JACKSON — The man behind two new events celebrating Jackson’s Hispanic population has brought controversy with the third.
An online petition to cancel the Mississippi Bullfighting Exhibition scheduled Dec. 7 at the Kirk Fordice Equine Center had nearly 7,900 signatures by midday Saturday.
Bulls have Velcro pads across their shoulders and matadors’ use banderillas (bahnd-er-EE-yahs) tipped with Velcro rather than sharp points, according to Ranch Cardoso of El Segundo, Calif., which stages such events.
“We’re even a lot more gentle with these bulls than rodeos because in rodeos they rope them, and we don’t even rope these animals,” Jackson promoter Peter Castorena told The Clarion-Ledger.
Petition creator Kimberly Spiegel of Oxford isn’t persuaded by arguments that the bull will not be killed or hurt.
“It perpetuates a cultural practice that is inherently inhumane and exploitative which causes unnecessary stress, fear, and suffering for the bulls, just for human profit — and I find that morally reprehensible and unjustifiable,” she wrote in a statement posted with her petition.
John Goodwin, director of animal cruelty policy for the Humane Society of the United States, said bullfighting events aren’t widespread, and he doesn’t see them becoming popular across the U.S.

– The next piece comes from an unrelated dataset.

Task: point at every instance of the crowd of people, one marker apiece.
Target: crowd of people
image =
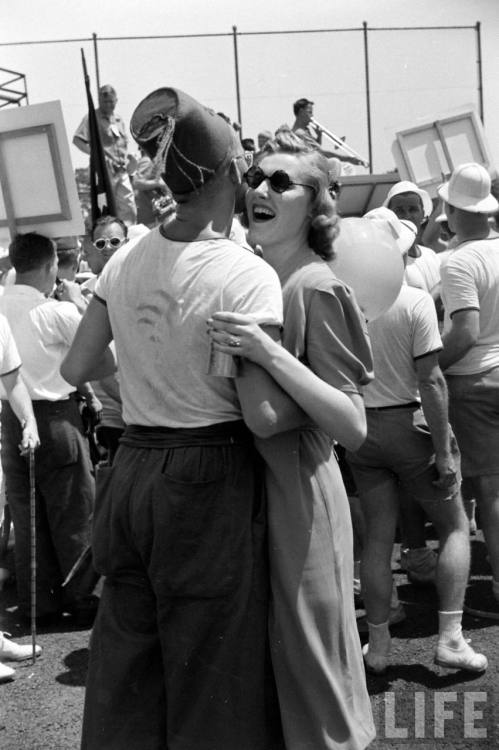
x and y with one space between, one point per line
185 402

“With all the entertainment options in 2013, why do we have to glamorize an activity in its normal form that involves severe animal cruelty?” Goodwin asked.
Castorena, who is originally from Texas and is of Mexican ancestry, put on a Cinco de Mayo festival and a Hispanic rodeo earlier this year.
He said two legally imported bulls are being housed at an undisclosed location until Dec. 7, when they will face Award-winning professional matadors Cesar Castaneda and Domingo “El Mingo” Sanchez of Mexico. Intermission will feature a Mexican cowboy singing traditional Mexican songs.
“I’ve had Hispanics that were asking me if we were going to kill the bulls and I told them no, and they were relieved to know that,” Castorena said. “In the general population of Hispanics in Mississippi, they say they want to support this because it’s something they want to keep in their culture but (make it) humane,” he said.
He advised parents to consider the bulls’ danger to the matadors when deciding whether to bring young children.